Carol put down her cup.

‘Oh,’ she cried, ‘I’m so glad to be talking to you. Really, you know, I believe Ray and I have been getting quite—well, quite queer. We’d get terribly worked up about things.’

‘Talking with an outsider is always a good thing,’ said Sarah. ‘Inside a family one is apt to get too intense.’ Then she asked casually: ‘If you are unhappy, haven’t you ever thought of leaving home?’

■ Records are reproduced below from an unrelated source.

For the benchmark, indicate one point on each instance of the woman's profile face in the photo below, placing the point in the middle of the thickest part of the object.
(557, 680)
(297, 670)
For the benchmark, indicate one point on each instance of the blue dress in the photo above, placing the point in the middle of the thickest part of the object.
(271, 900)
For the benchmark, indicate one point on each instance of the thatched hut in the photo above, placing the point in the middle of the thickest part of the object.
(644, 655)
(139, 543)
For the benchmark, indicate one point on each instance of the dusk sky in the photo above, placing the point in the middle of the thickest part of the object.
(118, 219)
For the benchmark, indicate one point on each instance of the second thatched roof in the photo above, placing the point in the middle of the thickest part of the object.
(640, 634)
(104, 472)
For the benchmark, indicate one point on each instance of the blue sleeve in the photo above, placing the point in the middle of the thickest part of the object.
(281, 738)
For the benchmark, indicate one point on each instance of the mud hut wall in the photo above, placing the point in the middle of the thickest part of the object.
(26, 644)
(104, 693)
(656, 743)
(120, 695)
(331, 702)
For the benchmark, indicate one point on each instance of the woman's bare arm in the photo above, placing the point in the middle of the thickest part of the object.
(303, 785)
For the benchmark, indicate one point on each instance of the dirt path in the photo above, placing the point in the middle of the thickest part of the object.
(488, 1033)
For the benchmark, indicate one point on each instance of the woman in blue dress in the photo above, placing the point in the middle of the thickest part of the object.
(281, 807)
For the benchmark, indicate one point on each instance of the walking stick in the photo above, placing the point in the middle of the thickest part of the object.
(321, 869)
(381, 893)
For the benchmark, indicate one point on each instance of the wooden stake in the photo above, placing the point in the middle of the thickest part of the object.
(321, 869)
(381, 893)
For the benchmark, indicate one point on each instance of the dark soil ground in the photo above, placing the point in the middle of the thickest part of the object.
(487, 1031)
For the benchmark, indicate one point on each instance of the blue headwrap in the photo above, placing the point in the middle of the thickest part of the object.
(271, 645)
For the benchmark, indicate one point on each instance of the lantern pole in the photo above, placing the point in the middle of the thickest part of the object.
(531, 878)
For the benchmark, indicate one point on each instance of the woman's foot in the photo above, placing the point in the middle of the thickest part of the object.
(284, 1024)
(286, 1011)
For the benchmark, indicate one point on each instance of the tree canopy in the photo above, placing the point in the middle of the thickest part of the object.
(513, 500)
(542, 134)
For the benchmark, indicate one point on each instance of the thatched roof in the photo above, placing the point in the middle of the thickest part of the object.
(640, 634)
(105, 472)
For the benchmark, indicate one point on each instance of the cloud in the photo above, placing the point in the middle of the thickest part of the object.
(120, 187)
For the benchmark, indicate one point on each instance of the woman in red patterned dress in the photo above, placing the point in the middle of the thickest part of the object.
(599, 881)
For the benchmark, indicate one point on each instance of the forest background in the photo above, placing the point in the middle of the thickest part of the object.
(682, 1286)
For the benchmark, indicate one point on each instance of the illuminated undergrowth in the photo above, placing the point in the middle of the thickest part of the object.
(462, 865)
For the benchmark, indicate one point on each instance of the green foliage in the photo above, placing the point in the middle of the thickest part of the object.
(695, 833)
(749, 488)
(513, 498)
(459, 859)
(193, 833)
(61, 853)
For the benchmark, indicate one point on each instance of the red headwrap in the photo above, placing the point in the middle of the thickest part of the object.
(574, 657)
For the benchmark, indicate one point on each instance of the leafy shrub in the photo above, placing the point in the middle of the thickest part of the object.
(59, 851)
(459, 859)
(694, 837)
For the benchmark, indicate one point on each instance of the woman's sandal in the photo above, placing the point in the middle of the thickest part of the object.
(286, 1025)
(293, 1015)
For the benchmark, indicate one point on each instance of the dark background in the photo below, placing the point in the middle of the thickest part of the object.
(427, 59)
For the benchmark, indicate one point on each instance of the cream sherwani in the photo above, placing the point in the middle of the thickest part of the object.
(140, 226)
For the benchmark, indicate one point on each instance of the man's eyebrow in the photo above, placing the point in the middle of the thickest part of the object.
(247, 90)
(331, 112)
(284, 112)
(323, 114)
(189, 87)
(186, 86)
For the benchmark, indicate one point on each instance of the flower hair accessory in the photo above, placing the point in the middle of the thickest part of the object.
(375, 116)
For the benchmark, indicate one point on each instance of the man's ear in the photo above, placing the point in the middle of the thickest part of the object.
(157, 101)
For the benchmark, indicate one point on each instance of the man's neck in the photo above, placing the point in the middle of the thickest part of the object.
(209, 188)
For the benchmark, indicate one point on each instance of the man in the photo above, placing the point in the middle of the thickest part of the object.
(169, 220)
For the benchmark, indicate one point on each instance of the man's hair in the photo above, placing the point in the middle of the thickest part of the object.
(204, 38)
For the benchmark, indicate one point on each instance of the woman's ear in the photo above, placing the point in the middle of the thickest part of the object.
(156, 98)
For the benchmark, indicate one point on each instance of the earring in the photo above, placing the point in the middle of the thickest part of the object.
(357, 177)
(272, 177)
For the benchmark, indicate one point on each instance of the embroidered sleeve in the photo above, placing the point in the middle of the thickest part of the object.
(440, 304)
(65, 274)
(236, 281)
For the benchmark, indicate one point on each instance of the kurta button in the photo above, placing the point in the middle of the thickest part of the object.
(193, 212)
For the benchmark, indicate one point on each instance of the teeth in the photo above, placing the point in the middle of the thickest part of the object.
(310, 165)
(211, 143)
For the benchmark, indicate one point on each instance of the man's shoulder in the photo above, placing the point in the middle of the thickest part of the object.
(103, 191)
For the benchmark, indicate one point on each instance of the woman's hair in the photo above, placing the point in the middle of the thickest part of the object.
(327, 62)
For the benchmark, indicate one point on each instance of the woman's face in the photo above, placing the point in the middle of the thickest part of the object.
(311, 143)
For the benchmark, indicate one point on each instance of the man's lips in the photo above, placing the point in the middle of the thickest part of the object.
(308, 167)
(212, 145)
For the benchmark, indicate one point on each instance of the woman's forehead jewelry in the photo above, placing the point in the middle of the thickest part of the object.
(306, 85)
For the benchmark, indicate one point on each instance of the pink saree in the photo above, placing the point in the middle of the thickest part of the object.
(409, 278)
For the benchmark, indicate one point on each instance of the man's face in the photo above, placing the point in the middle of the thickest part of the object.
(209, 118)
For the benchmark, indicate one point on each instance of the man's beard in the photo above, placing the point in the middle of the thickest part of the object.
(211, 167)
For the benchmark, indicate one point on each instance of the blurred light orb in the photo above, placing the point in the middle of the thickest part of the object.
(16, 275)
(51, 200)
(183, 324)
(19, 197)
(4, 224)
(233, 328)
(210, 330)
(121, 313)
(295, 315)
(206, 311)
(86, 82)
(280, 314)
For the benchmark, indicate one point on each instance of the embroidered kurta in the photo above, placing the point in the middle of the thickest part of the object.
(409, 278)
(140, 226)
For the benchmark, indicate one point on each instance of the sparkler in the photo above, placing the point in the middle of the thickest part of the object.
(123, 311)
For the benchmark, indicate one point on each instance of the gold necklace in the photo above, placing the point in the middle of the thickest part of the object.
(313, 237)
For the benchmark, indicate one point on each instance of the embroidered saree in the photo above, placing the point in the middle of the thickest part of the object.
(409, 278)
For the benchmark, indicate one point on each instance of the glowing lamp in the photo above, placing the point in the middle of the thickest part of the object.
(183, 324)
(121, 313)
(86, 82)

Carol looked startled. ‘Oh, no! How could we? I—I mean Mother would never allow it.’

‘But she couldn’t stop you,’ said Sarah gently. ‘You’re over age.’

‘I’m twenty-three.’

‘Exactly.’

‘But still, I don’t see how—I mean, I wouldn’t know where to go and what to do.’

Her tone seemed bewildered.

‘You see,’ she said, ‘we haven’t got any money.’

‘Haven’t you any friends you could go to?’

‘Friends?’ Carol shook her head. ‘Oh, no, we don’t know anyone!’

‘Did none of you ever think of leaving home?’

‘No—I don’t think so. Oh—oh—we couldn’t.’

Sarah changed the subject. She found the girl’s bewilderment pitiful.

She said: ‘Are you fond of your stepmother?’

Slowly Carol shook her head. She whispered in a low scared voice: ‘I hate her

. So does Ray…We’ve—we’ve often wished she would die.’

Again Sarah changed the subject.

‘Tell me about your elder brother.’

‘Lennox? I don’t know what’s the matter with Lennox. He hardly ever speaks now. He goes about in a kind of daydream. Nadine’s terribly worried about him.’